The study, designed to explore the digital trust required for a shopper to let a marketer collect, store, and use their digital information, also reports that an impressive 90% say they would like to rein retailers in somehow. Some 88%, for example, say they would like to be the ones who get to determine how their data is used, and 84% would like the chance to review and correct information.
Of course, there are plenty of digital programs that consumers do like, including automatic discounts for loyalty points and coupons (favored by 82% of those in the survey).
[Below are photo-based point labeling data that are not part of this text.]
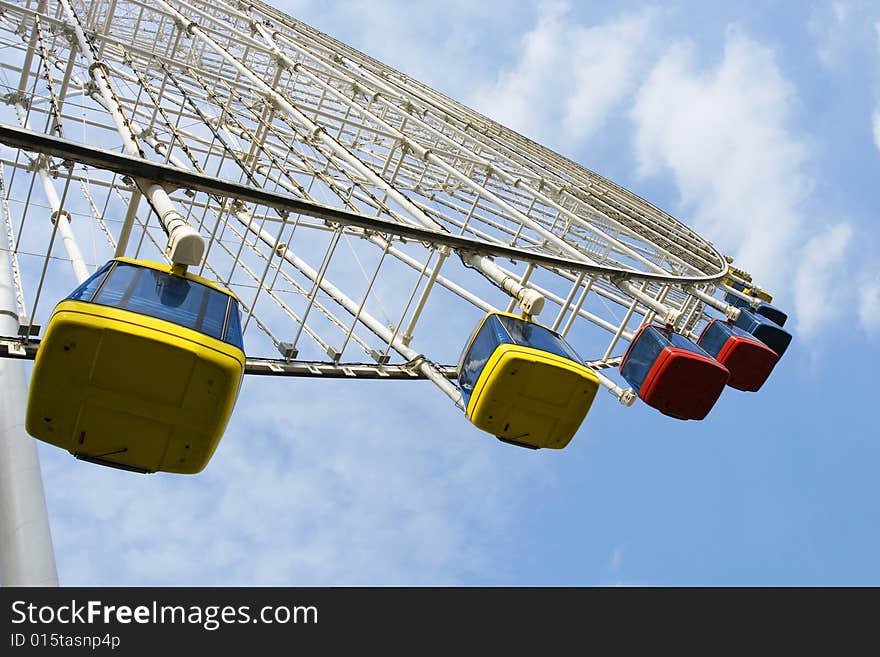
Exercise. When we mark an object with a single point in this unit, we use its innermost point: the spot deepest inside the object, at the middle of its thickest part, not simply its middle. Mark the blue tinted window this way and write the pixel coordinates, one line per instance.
(642, 355)
(167, 297)
(681, 342)
(233, 326)
(529, 334)
(87, 288)
(490, 335)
And they also like when Web sites are optimized for them to use on different devices (64%) and that they’re presented with items they are thinking about buying (64%.) And 51% say they like “one-click” checkout retailers, to save them time.
But the research, based on an online survey of some 1,000 people, also found key age differences. Millennials, for example, are more likely than Baby Boomers to seek out advice about in-store purchases: 45% like the idea of a personal shopper selecting items based on their style or fit, compared with 28% of Baby Boomers. And 68% of younger consumers say they would like to get a warning from a retailer, such as a possible negative drug interaction, while only 30% of Baby Boomers would appreciate that level of digital intimacy.
Baby Boomers also expect more in return for exchanging their data, including automatic crediting for coupons and loyalty points (74%) and special offers (70%) compared with 58% and 61% of Millennials.